The HTML5 specification is specifying that cookie values may contain characters that are not part of US-ASCII or ISO-8859-1 and that those codepoints should be UTF-8 encoded for display. http://www.w3.org/html/wg/drafts/html/master/single-page.html#cookie This will result in 8-bit high values in cookies that need to be accepted and set. This will also require special encoding to handle conversion to the UCS-16 characters used by the Java String used to represent the value in the Cookie class.
This will be available in 8.0.15 onwards via the Rfc6265CookieProcessor.
Re-opening as the unit test didn't cover the end to end process are there are still some issues to resolve.
(In reply to Jeremy Boynes from comment #0) > The HTML5 specification is specifying that cookie values may contain > characters that are not part of US-ASCII or ISO-8859-1 and that those > codepoints should be UTF-8 encoded for display. > > http://www.w3.org/html/wg/drafts/html/master/single-page.html#cookie > What is the exact wording? The above link is broken - there is no "cookie" anchor in the current version of that document. All I see are references to [COOKIES] document (#refsCOOKIES anchor) = RFC 6265. http://tools.ietf.org/html/rfc6265 RFC 6265 does not allow non-ascii characters in cookie value in Set-Cookie header. Citing from its Chapter 4.1.1. Set-Cookie / Syntax, set-cookie-header = "Set-Cookie:" SP set-cookie-string set-cookie-string = cookie-pair *( ";" SP cookie-av ) cookie-pair = cookie-name "=" cookie-value cookie-name = token cookie-value = *cookie-octet / ( DQUOTE *cookie-octet DQUOTE ) cookie-octet = %x21 / %x23-2B / %x2D-3A / %x3C-5B / %x5D-7E ; US-ASCII characters excluding CTLs, ; whitespace DQUOTE, comma, semicolon, ; and backslash The cookie-value is limited to US-ASCII, even when quoted. At the same time, attributes (cookie-av) do not have such limitation and as such may be UTF-8: path-av = "Path=" path-value path-value = <any CHAR except CTLs or ";"> For reference, the place where UTF-8 is mentioned in RFC 6265 is in chapter 5.4. The Cookie Header. Citing: NOTE: Despite its name, the cookie-string is actually a sequence of octets, not a sequence of characters. To convert the cookie-string (or components thereof) into a sequence of characters (e.g., for presentation to the user), the user agent might wish to try using the UTF-8 character encoding [RFC3629] to decode the octet sequence. This decoding might fail, however, because not every sequence of octets is valid UTF-8.

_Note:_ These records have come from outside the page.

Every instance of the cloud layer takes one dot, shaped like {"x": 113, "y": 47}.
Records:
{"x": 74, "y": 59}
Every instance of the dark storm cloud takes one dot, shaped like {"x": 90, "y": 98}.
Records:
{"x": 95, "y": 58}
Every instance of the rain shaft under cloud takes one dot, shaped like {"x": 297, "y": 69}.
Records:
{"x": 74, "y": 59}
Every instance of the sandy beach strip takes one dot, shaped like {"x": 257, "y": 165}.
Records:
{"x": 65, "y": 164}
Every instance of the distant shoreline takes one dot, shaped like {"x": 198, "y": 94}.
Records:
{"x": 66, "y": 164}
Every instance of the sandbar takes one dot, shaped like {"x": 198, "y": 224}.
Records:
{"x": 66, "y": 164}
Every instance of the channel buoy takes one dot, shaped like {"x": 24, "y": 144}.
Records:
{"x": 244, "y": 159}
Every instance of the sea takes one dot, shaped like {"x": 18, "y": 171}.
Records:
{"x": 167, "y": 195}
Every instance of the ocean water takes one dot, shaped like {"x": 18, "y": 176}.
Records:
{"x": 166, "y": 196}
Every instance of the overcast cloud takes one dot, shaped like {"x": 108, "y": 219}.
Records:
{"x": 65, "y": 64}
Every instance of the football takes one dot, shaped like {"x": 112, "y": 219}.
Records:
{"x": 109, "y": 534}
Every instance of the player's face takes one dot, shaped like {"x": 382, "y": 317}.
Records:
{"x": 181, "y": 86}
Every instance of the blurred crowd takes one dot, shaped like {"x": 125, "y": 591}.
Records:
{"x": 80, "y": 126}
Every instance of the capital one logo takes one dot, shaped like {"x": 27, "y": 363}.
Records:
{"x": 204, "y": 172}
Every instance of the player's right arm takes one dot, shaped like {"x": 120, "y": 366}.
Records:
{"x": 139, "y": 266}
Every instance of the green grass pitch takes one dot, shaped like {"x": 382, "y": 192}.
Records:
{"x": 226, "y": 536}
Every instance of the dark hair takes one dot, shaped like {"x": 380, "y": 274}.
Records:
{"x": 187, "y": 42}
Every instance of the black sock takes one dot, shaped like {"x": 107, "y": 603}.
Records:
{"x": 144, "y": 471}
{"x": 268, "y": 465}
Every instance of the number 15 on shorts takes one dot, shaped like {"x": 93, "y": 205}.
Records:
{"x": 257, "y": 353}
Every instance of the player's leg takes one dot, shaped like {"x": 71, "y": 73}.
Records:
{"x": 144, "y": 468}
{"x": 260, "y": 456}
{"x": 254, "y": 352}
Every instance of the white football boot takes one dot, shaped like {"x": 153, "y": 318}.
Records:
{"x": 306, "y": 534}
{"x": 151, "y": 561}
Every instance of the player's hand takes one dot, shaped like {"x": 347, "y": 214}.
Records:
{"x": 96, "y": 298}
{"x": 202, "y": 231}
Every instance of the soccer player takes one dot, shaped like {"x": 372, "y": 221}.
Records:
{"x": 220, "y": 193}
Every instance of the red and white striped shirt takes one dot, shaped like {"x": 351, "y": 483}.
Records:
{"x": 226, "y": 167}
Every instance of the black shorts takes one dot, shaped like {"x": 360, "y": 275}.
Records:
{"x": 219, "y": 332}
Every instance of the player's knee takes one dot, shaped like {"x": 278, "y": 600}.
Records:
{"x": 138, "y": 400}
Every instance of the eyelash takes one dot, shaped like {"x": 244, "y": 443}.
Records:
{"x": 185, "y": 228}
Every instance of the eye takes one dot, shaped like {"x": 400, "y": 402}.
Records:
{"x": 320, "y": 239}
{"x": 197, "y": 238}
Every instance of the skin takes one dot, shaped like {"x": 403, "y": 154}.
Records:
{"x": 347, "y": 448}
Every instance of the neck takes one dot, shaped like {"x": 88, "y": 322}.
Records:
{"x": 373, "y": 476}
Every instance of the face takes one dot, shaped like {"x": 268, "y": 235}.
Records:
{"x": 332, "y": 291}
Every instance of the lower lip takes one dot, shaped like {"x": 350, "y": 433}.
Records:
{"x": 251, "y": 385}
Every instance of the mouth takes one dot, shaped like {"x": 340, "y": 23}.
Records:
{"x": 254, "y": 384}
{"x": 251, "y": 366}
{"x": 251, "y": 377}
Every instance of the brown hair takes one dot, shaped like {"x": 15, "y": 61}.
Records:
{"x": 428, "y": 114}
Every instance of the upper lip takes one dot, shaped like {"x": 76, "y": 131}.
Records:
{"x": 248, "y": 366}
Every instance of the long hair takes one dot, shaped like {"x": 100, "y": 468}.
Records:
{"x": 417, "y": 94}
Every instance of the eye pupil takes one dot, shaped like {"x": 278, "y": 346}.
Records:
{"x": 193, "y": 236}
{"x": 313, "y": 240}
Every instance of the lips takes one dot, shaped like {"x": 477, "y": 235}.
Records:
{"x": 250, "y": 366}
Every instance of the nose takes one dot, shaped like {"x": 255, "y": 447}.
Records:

(In reply to Konstantin Kolinko from comment #3) > The cookie-value is limited to US-ASCII, even when quoted. Agreed. > At the same time, attributes (cookie-av) do not have such limitation and as > such may be UTF-8: > > path-av = "Path=" path-value > path-value = <any CHAR except CTLs or ";"> Nope. CHAR is limited to USASCII. See the definition in section 2.2 of RFC 6265.
Here is a patch that adds support for sending HTTP headers in character sets other than ISO-8859-1 and then uses that support for sending Set-Cookie headers. Both AJP and HTTP needed changes SPDY didn't as it already used the approach the patch uses. I still have some work to do to restore the filtering of CTLs. http://people.apache.org/~markt/patches/2014-10-02-bug55951-tc8-v1.patch
This is the completed patch: http://people.apache.org/~markt/patches/2014-10-06-bug55951-tc8-v2.patch I'll give folks a day or so to review and comment and then commit it.
This has now been fixed in 8.0.x for 8.0.15 onwards.